The older I got the more I saw how I wasn’t like my mother. We were two different people. I shared her features but not her personality or traits. In my spare time I liked to write or read when it was time for my mind to want to read. I found it soothing to write because if I was angry or upset about something, the second after my pen and paper knew my secrets I would feel better. It was also during these times when the best stuff came out. I had a certain love for music. I didn’t listen to what everyone heard on the radio; I actually got annoyed by it after a while because nothing new would play. It would be the same songs that meant and said nothing valuable and had no value in the instrumentals either. While I would write my poems or expressions I would doodle on the sides of my paper and they too also represented a piece of me. Most of all I loved to sing. That was another way I got out my feelings. It may have been to myself and to close friends but I held it dear to me along with the songs I would write about things going on in my life. I was more in touch with my creative side and it helped me to see inside of myself. I never really saw this side of my mother. In her spare time she would be working on work, and when it wasn’t her spare time she was doing work. If she did have a journal of some sort, it was in private because she never mentioned it or had any pieces of paper or napkins with notes on it about herself until recently. In this respect she played the mom role; she would work so that we had a roof over our heads and go to sleep. Briefly my mind would reach out to see where I got this love of art from and it had to be my dad, but that’s as far as it would go; no farther than thinking about him or sending out a text, because I didn’t have the right things to say.
Layers of Tissue
            Living with my mom, of course I got her side of everything and I didn’t know anything else, but I did have a mind of my own. My dad would always call me or reach out to me in some way asking me if I got the money he sent me and my sister, and I would say no. then he would tell me about how “someone” must have been taking the money because he sent it to me and it was not in the mailbox. I didn’t know what to think. My mom would tell me that there was no money in the mail for me from my father.

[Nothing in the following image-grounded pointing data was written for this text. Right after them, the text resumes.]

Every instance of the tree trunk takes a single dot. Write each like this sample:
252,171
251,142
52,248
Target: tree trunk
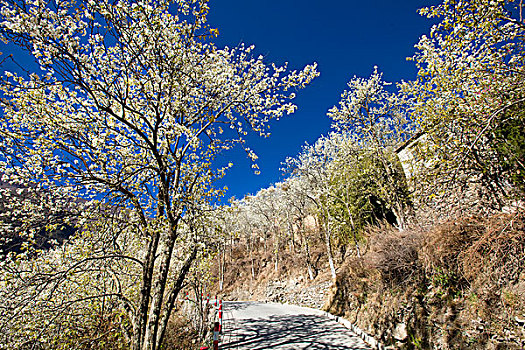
328,242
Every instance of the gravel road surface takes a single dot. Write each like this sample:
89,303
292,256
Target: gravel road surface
252,326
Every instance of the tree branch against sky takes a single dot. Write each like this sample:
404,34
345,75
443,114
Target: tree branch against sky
128,109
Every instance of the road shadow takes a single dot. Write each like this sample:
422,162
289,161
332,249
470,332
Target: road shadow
236,305
290,332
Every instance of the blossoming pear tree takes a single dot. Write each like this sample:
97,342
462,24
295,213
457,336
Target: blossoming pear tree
377,120
126,107
468,100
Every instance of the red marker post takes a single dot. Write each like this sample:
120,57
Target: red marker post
220,316
216,336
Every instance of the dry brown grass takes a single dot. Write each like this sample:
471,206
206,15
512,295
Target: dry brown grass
395,254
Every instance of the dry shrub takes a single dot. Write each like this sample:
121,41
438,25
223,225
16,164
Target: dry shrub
497,256
477,250
444,244
395,253
355,280
180,335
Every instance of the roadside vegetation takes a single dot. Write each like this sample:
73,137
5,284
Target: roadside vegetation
408,215
413,206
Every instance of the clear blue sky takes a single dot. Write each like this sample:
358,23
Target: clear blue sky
345,38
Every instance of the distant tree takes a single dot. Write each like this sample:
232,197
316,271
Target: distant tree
468,100
377,121
127,108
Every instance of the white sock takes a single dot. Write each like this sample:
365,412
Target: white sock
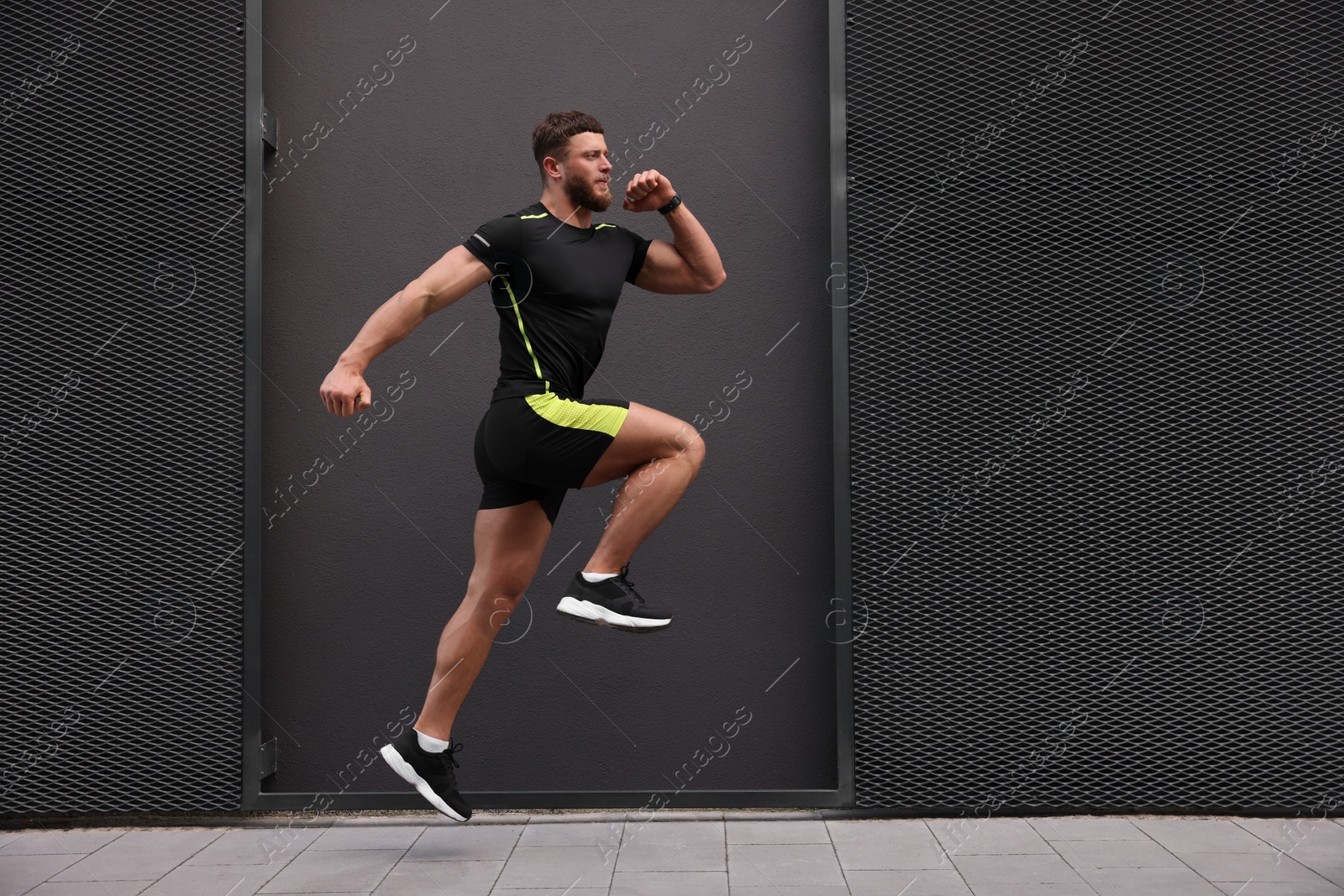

            My mom was married to my stepfather since I was five, so he was the father figure in my life. I knew that he and my mom were serious when I was in my bed one night before they got married and they both thought I was sleep. They were in the kitchen, which wasn’t too far from my bed since we lived an apartment and I was on the lower half of the bunk bed. My mom wasn’t fully clothed and there he was with his baseball umpire uniform on kissing my mom. I quickly closed my eyes before they saw that I saw them.
My dad wasn’t around too much so he was the closest and fastest thing that came. I started to call him dad and everything, but my sister knew better. She may not have liked our dad but as soon as she heard me call him that she snatched me up and said, “ Don’t call him dad, he is not your dad so do not call him dad!” From them on I called him by his first name, Kelvin.
The Blood Coming Out
            I had a conversation with my dad, and he told me that he moved. It was news to me, because evidently he had been there for a while. When I got there it didn’t seem to matter too much because I made myself feel right at home as if it were his old house that I made memories in.